Une autre  caractéristique de notre évangile est que Jésus envoie ses disciples en mission sans parler de message à faire connaître. Il ne leur dit pas : vous raconterez la parabole du semeur ou celle du Père prodigue… Pas de consigne à ce sujet. En revanche, il donne des détails sur leur façon d’être et de se comporter, en exigeant deux choses : la pauvreté et l’humilité. « Ne rien prendre pour la route… ». Les apôtres n’apportent pas la lune, ils s’apportent eux-mêmes en mendiant gîte et couvert. Ils mettent ainsi leurs interlocuteurs dans la liberté d’ouvrir ou de fermer leur porte. Il s’agit d’amour réciproque manifesté en actes, avant les paroles. St François d’Assise envisageait aussi cette première mission en disant à ses frères « on peut évangéliser aussi par la parole ». Le plus important n’est pas ce que nous disons mais ce que nous sommes. Et le message chrétien n’est pas séparable de la Vie qui nous est donnée par la foi.

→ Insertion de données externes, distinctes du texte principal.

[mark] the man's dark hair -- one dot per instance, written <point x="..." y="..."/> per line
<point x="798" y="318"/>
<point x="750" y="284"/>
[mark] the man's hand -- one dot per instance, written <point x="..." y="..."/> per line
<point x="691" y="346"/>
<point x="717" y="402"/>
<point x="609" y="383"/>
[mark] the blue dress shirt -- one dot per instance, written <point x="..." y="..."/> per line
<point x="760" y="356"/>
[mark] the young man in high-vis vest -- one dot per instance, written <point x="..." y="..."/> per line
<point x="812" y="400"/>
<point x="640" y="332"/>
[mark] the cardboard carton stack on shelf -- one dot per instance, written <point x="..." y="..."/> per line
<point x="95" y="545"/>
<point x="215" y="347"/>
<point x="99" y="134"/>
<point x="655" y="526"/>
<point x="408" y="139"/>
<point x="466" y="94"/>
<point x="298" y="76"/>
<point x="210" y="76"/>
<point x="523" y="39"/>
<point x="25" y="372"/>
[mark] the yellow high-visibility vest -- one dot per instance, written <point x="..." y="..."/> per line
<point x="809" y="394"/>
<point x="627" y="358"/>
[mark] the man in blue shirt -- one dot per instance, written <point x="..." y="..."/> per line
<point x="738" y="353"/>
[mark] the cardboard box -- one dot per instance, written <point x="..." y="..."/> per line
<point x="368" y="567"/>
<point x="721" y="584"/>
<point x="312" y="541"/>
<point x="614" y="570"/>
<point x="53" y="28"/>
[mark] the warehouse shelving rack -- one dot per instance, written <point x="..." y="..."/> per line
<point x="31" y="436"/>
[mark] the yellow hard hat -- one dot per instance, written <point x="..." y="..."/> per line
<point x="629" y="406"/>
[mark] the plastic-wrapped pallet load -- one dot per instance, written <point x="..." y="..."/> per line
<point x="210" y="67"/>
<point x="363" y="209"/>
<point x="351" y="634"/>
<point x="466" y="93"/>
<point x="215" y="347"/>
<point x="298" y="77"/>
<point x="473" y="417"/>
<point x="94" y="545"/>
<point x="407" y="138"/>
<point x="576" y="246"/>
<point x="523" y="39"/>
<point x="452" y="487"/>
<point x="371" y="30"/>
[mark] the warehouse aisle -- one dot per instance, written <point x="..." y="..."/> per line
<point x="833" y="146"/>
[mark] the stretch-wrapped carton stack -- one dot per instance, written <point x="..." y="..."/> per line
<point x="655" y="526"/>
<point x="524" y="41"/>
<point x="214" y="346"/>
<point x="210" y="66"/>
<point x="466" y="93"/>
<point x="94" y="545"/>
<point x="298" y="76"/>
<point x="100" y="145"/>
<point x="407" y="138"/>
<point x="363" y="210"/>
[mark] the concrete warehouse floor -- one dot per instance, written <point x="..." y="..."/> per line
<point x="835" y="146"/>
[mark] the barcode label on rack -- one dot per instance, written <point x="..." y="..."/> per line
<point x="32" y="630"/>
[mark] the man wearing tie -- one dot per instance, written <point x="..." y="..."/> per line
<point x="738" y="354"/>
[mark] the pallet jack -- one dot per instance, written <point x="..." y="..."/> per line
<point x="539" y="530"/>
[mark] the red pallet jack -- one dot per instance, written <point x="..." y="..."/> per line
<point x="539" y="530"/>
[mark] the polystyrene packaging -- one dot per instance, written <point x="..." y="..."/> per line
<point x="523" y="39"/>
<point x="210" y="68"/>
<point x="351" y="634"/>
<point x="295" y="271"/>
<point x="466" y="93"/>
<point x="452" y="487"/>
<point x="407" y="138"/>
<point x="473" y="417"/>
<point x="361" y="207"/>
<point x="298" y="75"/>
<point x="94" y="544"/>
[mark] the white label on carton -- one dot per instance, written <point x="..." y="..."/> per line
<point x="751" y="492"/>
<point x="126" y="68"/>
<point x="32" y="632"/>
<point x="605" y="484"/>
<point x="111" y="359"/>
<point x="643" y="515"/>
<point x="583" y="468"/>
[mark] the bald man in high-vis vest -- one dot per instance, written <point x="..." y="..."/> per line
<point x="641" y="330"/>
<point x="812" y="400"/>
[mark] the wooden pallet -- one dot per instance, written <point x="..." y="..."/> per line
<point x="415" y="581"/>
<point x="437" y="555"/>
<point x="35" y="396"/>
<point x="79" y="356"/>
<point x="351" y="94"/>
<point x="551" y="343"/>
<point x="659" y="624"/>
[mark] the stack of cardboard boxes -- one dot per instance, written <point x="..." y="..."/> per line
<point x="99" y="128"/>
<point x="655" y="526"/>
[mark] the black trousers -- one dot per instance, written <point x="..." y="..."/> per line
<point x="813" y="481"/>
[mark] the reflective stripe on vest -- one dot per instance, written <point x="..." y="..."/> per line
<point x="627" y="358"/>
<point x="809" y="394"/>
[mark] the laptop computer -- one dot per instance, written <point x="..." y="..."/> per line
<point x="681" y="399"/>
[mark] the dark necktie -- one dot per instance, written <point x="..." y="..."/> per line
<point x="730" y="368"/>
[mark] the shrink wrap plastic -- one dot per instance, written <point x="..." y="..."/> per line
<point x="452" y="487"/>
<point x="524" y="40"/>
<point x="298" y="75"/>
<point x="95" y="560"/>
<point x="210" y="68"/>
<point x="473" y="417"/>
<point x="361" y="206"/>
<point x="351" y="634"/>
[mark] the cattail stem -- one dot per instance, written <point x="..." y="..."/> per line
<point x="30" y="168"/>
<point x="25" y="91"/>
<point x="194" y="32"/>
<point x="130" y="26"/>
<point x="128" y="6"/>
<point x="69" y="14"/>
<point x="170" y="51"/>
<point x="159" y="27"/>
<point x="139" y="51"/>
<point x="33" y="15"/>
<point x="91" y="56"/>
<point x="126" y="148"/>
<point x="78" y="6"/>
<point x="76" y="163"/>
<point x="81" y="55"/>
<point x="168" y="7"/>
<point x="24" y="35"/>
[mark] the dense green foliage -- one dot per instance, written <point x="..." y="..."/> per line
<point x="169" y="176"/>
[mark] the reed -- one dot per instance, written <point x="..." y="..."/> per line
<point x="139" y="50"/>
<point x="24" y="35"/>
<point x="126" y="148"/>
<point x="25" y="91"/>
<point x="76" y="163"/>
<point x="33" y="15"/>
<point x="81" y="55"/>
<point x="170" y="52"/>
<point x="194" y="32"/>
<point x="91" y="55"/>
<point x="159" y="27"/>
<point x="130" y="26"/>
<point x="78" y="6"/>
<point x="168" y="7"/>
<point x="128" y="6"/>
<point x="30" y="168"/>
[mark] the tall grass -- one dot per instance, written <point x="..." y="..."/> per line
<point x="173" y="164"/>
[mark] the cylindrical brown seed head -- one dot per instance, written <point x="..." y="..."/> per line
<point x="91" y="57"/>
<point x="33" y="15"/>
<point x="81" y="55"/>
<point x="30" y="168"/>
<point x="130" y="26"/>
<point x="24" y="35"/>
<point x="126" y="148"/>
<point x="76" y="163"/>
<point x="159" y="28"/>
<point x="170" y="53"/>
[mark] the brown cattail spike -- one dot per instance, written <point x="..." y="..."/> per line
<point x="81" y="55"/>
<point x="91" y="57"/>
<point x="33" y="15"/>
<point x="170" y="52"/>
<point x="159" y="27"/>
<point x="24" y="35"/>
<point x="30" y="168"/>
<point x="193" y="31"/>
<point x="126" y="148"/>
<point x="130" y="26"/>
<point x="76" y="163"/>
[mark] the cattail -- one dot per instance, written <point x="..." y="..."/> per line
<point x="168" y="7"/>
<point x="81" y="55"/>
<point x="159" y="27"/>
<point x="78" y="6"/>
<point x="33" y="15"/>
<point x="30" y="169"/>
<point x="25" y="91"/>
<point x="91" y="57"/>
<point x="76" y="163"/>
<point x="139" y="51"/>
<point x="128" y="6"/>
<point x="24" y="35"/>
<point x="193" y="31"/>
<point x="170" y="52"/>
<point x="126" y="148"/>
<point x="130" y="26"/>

Aujourd’hui, on parle beaucoup de « nouvelle évangélisation ». Avant d’évangéliser les autres, nous devons nous laisser  évangéliser nous-mêmes. Ensuite nous sommes, chacun,  envoyés en mission par notre baptême et par  notre confirmation. Chaque fois que nous venons à la messe le prêtre nous envoie en mission. Dans la foi, c’est Jésus qui renouvelle pour nous cet envoi au monde qui est le nôtre. Les premiers destinataires de l’évangélisation c’est nous-mêmes. Dans la mesure où nous accueillons en nous l’Esprit de Jésus. Nous n’avons pas été baptisés pour être des chrétiens catholiques ou protestants, conciliaires ou intégristes, nous avons été baptisés pour être des enfants de Dieu, pour crucifier « le vieil homme » qui habite en nous, en faveur de « l’homme nouveau » qui doit naître et grandir. «  Nous ne naissons pas chrétiens, nous le devenons » (Tertullien).

À nous d’ouvrir notre porte. Sommes-nous « ouverts » ou « fermés » ? Quelle est notre capacité d’accueillir un étranger ? La question est d’actualité. Jésus court encore aujourd’hui le risque que nous ayons envers lui le même refus que ses compatriotes.

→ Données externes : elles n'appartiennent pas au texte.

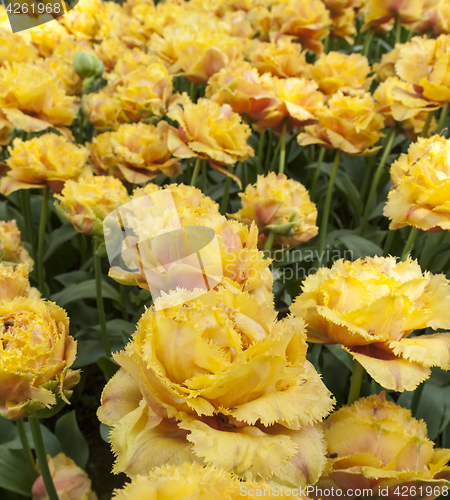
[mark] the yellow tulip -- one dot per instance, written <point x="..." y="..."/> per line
<point x="280" y="205"/>
<point x="11" y="247"/>
<point x="135" y="153"/>
<point x="337" y="71"/>
<point x="196" y="482"/>
<point x="376" y="445"/>
<point x="35" y="355"/>
<point x="48" y="160"/>
<point x="371" y="306"/>
<point x="87" y="202"/>
<point x="217" y="381"/>
<point x="71" y="482"/>
<point x="420" y="186"/>
<point x="350" y="124"/>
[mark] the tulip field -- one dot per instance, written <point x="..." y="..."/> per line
<point x="225" y="249"/>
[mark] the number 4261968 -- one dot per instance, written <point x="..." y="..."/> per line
<point x="40" y="8"/>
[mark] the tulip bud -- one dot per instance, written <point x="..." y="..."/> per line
<point x="86" y="65"/>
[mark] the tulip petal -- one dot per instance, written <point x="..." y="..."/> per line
<point x="428" y="350"/>
<point x="389" y="371"/>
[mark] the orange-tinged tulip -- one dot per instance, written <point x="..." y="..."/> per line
<point x="196" y="53"/>
<point x="386" y="67"/>
<point x="307" y="20"/>
<point x="11" y="247"/>
<point x="87" y="202"/>
<point x="48" y="160"/>
<point x="15" y="48"/>
<point x="197" y="482"/>
<point x="208" y="131"/>
<point x="337" y="71"/>
<point x="380" y="12"/>
<point x="241" y="86"/>
<point x="161" y="263"/>
<point x="32" y="100"/>
<point x="375" y="445"/>
<point x="135" y="152"/>
<point x="36" y="352"/>
<point x="191" y="401"/>
<point x="398" y="102"/>
<point x="71" y="482"/>
<point x="14" y="282"/>
<point x="350" y="124"/>
<point x="284" y="58"/>
<point x="370" y="306"/>
<point x="420" y="186"/>
<point x="280" y="205"/>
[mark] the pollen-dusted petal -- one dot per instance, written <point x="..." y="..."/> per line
<point x="142" y="440"/>
<point x="428" y="350"/>
<point x="388" y="370"/>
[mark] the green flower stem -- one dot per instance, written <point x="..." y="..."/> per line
<point x="26" y="209"/>
<point x="260" y="152"/>
<point x="416" y="399"/>
<point x="196" y="172"/>
<point x="373" y="188"/>
<point x="409" y="243"/>
<point x="317" y="173"/>
<point x="442" y="118"/>
<point x="224" y="204"/>
<point x="427" y="124"/>
<point x="283" y="147"/>
<point x="100" y="305"/>
<point x="26" y="447"/>
<point x="326" y="210"/>
<point x="204" y="177"/>
<point x="42" y="457"/>
<point x="355" y="385"/>
<point x="40" y="251"/>
<point x="269" y="152"/>
<point x="398" y="31"/>
<point x="268" y="245"/>
<point x="367" y="43"/>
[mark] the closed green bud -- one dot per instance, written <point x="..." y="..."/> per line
<point x="87" y="65"/>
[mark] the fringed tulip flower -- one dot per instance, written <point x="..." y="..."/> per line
<point x="135" y="152"/>
<point x="424" y="64"/>
<point x="11" y="247"/>
<point x="378" y="13"/>
<point x="420" y="186"/>
<point x="15" y="48"/>
<point x="32" y="100"/>
<point x="218" y="381"/>
<point x="158" y="259"/>
<point x="48" y="160"/>
<point x="241" y="86"/>
<point x="208" y="131"/>
<point x="36" y="352"/>
<point x="196" y="52"/>
<point x="350" y="124"/>
<point x="279" y="205"/>
<point x="371" y="306"/>
<point x="197" y="482"/>
<point x="86" y="203"/>
<point x="377" y="446"/>
<point x="307" y="20"/>
<point x="386" y="67"/>
<point x="283" y="58"/>
<point x="71" y="482"/>
<point x="14" y="282"/>
<point x="337" y="71"/>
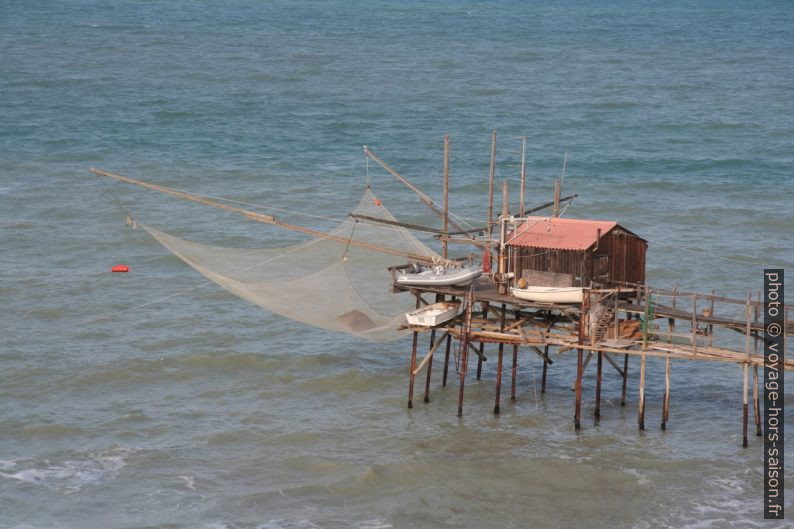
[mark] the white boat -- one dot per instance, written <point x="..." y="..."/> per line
<point x="549" y="294"/>
<point x="438" y="276"/>
<point x="435" y="314"/>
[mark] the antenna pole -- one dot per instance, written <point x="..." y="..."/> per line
<point x="490" y="184"/>
<point x="523" y="174"/>
<point x="445" y="242"/>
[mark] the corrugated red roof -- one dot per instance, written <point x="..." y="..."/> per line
<point x="559" y="233"/>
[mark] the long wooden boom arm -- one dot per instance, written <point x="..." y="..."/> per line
<point x="266" y="219"/>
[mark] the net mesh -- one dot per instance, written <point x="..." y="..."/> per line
<point x="320" y="282"/>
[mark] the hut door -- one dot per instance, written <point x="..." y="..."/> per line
<point x="601" y="272"/>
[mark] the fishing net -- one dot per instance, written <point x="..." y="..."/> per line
<point x="320" y="282"/>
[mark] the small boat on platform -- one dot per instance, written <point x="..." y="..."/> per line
<point x="437" y="276"/>
<point x="549" y="294"/>
<point x="435" y="314"/>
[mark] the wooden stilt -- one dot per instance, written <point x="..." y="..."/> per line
<point x="625" y="379"/>
<point x="745" y="406"/>
<point x="756" y="402"/>
<point x="491" y="174"/>
<point x="412" y="376"/>
<point x="499" y="363"/>
<point x="746" y="369"/>
<point x="666" y="398"/>
<point x="446" y="361"/>
<point x="597" y="414"/>
<point x="444" y="242"/>
<point x="514" y="371"/>
<point x="429" y="367"/>
<point x="464" y="347"/>
<point x="646" y="322"/>
<point x="641" y="410"/>
<point x="577" y="420"/>
<point x="523" y="176"/>
<point x="480" y="355"/>
<point x="545" y="368"/>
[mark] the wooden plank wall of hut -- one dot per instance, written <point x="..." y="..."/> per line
<point x="559" y="261"/>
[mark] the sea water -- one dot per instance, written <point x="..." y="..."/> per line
<point x="148" y="399"/>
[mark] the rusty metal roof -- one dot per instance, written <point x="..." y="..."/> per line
<point x="559" y="233"/>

Pour terminer, pensons à l’exemple que donne notre pape François en voyage missionnaire en Amérique latine. Il se présente comme « le témoin de la miséricorde de Dieu » (miséricorde = qui a le cœur sensible à la misère des autres). Retenons son habitude de visiter les prisonniers, des êtres que la société a jugés dangereux. Il ne va pas les féliciter de leur crime ou leur faire la morale. Il commence par les remercier de l’avoir accueilli. Il  leur dit que lui-même aurait pu être condamné s’il avait une enfance et une vie semblable à la leur. Même pape il est un homme pardonné. Jésus est venu sauver tous les hommes et non les condamner. Voilà la bonne nouvelle, l’évangile à faire connaître avec humilité et pauvreté.